Não nos conhecemos pessoalmente, mas imagino que haja muito mais coisas em comum entre nossas visões (e de demais colegas) do que alguns textos expressam. Li suas ponderações (no blog) e as respeito, mesmo que veja algumas diferenças.
Uma de minhas preocupações tem sido, exatamente, a possibilidade de um crescente (e desnecessário) embate entre nós artistas, quando o foco vem de outros pontos.
É importante enfatizar que a defesa pública do Salão de Pira não tem absolutamente nenhuma relação com defesa deste ou daquele político, administrador, ou quem quer que seja! (pessoalmente, mal os conheço para fazer qualquer ponderação nesse sentido). Também jamais fiz (ou faria) qualquer acusação à Zetti. Até por não ter nenhum motivo! Me parece que isto fica bastante claro na manifestação (que encaminhei).
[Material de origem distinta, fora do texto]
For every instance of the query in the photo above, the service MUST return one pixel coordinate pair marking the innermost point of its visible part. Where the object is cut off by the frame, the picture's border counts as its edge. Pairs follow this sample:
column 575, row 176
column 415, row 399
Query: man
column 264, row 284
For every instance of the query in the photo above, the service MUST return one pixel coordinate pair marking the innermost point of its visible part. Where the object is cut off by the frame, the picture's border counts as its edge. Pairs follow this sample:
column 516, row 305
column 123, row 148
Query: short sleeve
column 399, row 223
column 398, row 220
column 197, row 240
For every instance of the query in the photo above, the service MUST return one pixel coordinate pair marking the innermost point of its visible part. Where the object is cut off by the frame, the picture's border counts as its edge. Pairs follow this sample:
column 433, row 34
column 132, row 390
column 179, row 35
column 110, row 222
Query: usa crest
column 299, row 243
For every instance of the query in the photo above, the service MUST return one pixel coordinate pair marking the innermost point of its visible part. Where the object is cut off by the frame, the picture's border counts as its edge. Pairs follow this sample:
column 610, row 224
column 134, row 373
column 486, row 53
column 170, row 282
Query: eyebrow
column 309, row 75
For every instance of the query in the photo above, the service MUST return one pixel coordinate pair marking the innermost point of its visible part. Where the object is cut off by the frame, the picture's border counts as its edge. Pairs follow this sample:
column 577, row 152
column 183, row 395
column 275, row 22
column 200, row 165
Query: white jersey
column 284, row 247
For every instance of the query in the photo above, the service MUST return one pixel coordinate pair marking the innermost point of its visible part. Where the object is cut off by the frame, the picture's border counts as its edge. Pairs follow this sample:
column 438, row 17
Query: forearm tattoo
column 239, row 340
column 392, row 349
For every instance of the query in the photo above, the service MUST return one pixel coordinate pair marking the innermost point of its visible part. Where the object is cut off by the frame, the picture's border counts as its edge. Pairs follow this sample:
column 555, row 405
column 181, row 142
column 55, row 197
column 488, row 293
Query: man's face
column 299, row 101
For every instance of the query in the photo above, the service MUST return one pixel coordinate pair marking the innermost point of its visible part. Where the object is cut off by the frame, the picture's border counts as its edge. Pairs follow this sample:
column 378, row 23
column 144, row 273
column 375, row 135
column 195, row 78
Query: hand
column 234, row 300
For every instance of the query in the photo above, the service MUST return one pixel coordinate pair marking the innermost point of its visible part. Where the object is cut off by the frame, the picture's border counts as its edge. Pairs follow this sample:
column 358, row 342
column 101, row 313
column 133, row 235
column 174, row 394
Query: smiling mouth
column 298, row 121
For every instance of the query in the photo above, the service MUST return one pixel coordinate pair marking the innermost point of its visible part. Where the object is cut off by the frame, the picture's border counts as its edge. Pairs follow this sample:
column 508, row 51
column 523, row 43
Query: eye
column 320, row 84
Concordo com você sobre a necessidade de muito mais ética e profissionalismo nos caminhos da cultura em nosso país. Isto não impede que questionemos 'estratégias' de manifestação ou reivindicação. Pessoalmente, não vejo o boicote ao Salão como caminho adequado. Mas esta é a minha opinião, e cada colega deve formar a sua.
De minha parte, espero que o momento seja de ponderação da parte de todos nós, em busca do melhor caminho.
Caso queira postar essa minha conclusão no mesmo padrão/espaço em que foi colocada a análise do texto, fique à vontade. Obrigado!